That we can all understand written English today might be said to be the result of the work of one Kentish man - William Caxton.
It was Caxton who introduced the first printing press to England, establishing his press in Westminster in 1476. The first book he published there was Chaucer's The Canterbury Tales.
Caxton did not invent the press, but rather his work as a merchant and diplomat took him often abroad where he observed the new invention in Cologne.
That has not stopped him being named as one of the BBC's 100 greatest Britons because by mass printing books, Caxton enabled a standardisation of the English language and began a process that allowed literacy to gradually spread across the country.
Prior to Caxton's times, the country was a mess of different dialects giving rise not just differences in spelling, but with actual different words being used from one region to the next.
We can be proud that Caxton was a son of Kent, because we have that on his own authority, since in a preface to his first book, he remarked that he had been born and learnt his English in the Weald of Kent.
Annoyingly his exact place of birth is uncertain.
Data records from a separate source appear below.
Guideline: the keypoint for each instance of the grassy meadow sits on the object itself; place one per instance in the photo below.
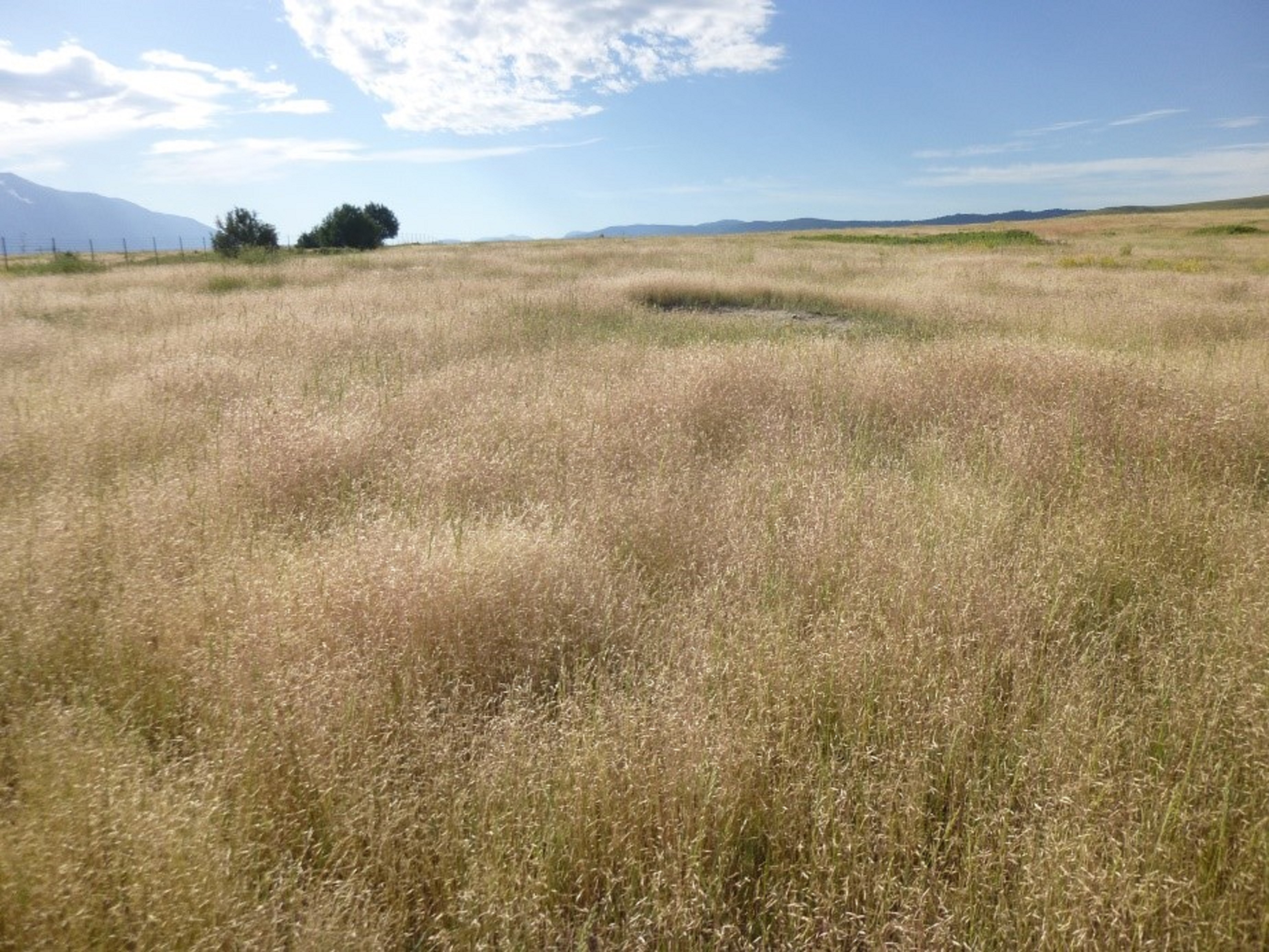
(686, 593)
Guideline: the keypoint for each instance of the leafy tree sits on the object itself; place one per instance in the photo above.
(349, 226)
(243, 229)
(385, 217)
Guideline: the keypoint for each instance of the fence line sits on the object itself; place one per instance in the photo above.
(131, 247)
(35, 247)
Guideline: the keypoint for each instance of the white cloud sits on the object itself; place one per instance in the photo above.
(973, 152)
(1146, 117)
(1243, 122)
(297, 107)
(1057, 127)
(502, 65)
(1238, 170)
(238, 160)
(69, 96)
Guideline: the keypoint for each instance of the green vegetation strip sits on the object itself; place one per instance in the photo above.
(981, 239)
(1230, 230)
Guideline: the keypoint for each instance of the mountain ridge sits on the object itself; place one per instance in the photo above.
(35, 217)
(733, 226)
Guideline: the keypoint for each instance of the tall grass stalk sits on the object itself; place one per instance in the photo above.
(582, 593)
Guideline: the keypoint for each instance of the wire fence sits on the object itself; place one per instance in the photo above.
(28, 247)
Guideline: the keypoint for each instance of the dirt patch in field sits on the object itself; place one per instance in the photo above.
(780, 314)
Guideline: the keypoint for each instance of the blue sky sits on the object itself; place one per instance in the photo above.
(476, 119)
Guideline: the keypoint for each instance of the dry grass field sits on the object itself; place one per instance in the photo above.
(683, 593)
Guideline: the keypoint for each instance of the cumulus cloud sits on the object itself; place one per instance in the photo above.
(499, 65)
(61, 97)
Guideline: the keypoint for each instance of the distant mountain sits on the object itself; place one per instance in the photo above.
(732, 226)
(34, 217)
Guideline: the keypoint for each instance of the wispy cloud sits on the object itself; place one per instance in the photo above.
(1236, 169)
(68, 96)
(1146, 117)
(498, 67)
(973, 152)
(1243, 122)
(1059, 127)
(263, 159)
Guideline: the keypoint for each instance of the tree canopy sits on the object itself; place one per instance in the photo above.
(243, 229)
(351, 226)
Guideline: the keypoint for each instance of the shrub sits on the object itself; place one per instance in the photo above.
(349, 226)
(240, 230)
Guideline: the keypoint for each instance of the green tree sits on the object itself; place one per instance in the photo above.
(243, 229)
(388, 221)
(349, 226)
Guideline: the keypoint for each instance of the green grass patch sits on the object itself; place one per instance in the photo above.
(1092, 262)
(956, 239)
(1230, 230)
(228, 282)
(65, 263)
(771, 305)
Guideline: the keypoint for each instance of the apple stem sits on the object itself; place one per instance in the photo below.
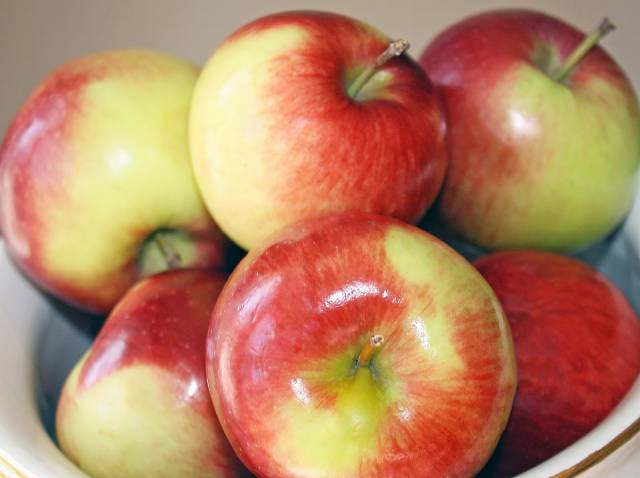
(173, 259)
(395, 48)
(583, 48)
(366, 354)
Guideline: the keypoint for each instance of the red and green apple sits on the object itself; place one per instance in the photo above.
(577, 343)
(137, 403)
(543, 132)
(95, 172)
(304, 113)
(356, 345)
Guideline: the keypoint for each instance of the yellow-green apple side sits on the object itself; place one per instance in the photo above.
(540, 156)
(94, 164)
(137, 404)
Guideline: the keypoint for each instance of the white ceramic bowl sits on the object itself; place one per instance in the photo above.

Even the year is not known - though the best guess is that he was born around 1420 - others say 1415.
Three places in Kent claim the honour of being his birthplace: Tenterden, Hadlow and Sevenoaks Weald
Hadlow has an ancient seat, Caustons Manor, which is known to have been owned by the Caxton family, and until 1936, when it was pulled down, locals would even point out to you the house where they say William Caxton was born.
Tenterden on the other hand has court records of one Thomas Caxton and his wife Joan, who they claim is William's father. (Others say his parents were Philip and Dionisia.)
To cement their claim, Tenterden has named a pub there The William Caxton and a local road is Caxton Close.
Sevenoaks Weald, however, also has an old house (incidentally once occupied by Vita Sackville-West and her husband Harold Nicholson in the 1920s before they moved to Sissinghurst Castle) called the Long Barn, where they say William Caxton lived.
Perhaps one day, some evidence will be found that will determine who is right.
Caxton died in London in 1491 and is buried at St Margaret’s Church, in Westminster.